Melanoma 101

May is skin cancer awareness month, but beyond preaching about the obvious SPF protection, we wanted to take a deep – and serious – dive into the deadliest type of skin cancer, Melanoma. The reality is rates of melanoma are on the rise and have more than doubled since 1982. Right here at Modern Dermatology we diagnose and treat melanomas quite regularly, so we asked Dr. Klein to share more about what’s going on and what we can do. 

What is melanoma?

Melanomas are characterized by an uncontrolled growth of melanocytes, which are the pigment-producing cells. Melanomas may appear on the skin suddenly without warning, but also can develop within an existing mole. The majority of melanomas arise de novo (meaning new, with no associated nevus) and are more aggressive in general than melanomas that arise within existing nevi.

What causes melanoma?

The number one factor is exposure to UV light from sun and tanning beds. Using a tanning bed just one time increases your risk for melanoma by 59% and that risk rises with each exposure.

Melanomas also have a genetic component. Familial malignant melanoma is a term usually referring to families in which 2 or more first-degree relatives, such as a parent, sibling, and/or child, have been diagnosed with melanoma. It’s important to share your personal health and lifestyle history with your dermatologist as well as your family history so that these factors can be taken into consideration when you’re being examined.
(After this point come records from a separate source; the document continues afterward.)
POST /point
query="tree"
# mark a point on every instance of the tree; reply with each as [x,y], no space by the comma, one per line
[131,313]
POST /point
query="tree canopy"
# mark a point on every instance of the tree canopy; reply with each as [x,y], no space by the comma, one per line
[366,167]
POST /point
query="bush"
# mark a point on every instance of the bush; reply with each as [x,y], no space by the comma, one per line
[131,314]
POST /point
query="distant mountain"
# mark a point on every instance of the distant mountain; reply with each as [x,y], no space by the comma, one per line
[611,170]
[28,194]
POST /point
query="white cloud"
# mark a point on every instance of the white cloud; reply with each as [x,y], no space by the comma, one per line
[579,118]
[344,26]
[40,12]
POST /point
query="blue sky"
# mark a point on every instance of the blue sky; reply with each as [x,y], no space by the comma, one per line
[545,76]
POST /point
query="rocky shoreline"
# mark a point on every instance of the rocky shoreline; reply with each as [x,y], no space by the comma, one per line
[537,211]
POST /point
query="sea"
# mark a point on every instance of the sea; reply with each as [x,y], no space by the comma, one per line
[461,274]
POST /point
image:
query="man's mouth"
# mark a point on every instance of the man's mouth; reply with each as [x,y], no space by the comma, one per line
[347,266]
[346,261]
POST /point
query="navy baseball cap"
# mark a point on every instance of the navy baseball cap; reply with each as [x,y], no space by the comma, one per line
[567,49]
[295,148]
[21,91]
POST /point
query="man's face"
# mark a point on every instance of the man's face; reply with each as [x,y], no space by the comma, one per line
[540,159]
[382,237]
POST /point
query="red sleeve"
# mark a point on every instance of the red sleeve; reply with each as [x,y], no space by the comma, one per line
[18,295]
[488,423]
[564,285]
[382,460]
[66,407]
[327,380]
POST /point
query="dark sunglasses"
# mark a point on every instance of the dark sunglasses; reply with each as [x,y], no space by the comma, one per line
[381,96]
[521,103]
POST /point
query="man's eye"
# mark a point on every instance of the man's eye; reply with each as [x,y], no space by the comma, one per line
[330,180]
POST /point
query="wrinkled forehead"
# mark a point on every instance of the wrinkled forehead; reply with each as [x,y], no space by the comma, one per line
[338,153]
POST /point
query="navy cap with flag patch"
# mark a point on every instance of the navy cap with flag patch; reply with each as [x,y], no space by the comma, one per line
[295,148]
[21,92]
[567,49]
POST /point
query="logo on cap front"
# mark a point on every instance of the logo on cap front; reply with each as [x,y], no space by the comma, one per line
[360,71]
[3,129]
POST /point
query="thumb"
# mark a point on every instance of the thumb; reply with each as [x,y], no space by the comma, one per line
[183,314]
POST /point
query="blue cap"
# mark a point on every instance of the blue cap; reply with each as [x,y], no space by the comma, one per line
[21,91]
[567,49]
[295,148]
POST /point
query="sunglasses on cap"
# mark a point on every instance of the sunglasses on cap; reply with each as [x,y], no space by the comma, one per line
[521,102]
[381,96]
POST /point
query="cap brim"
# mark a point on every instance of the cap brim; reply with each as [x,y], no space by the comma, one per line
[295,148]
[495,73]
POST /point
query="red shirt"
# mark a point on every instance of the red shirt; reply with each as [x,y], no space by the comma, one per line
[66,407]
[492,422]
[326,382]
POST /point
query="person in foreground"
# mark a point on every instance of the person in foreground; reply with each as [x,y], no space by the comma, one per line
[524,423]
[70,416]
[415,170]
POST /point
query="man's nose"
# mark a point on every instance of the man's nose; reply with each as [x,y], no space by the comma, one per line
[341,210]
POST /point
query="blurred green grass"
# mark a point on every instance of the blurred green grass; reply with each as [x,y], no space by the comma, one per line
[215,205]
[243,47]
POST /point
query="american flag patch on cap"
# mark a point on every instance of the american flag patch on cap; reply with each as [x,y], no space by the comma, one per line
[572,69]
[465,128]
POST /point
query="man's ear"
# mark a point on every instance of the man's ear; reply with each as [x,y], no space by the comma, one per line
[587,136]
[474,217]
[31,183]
I have a darker complexion and tan vs. burn, so I’m good, right?

NO. A fact that usually gets my patients’ jaws to drop is that Bob Marley died from a melanoma on his toe at the age of 36! While melanoma is more common among Caucasians, it can affect anyone and appear anywhere on the body. Darker pigmented individuals are often diagnosed with melanoma in more advanced stages and have higher mortality rates.

Is melanoma always deadly?

NO. Melanoma is highly treatable when detected early, however advanced melanoma that has metastasized to the lymph nodes and internal organs is very aggressive and has high rates of mortality. It is estimated that more than 7,000 people will die from melanoma in 2019.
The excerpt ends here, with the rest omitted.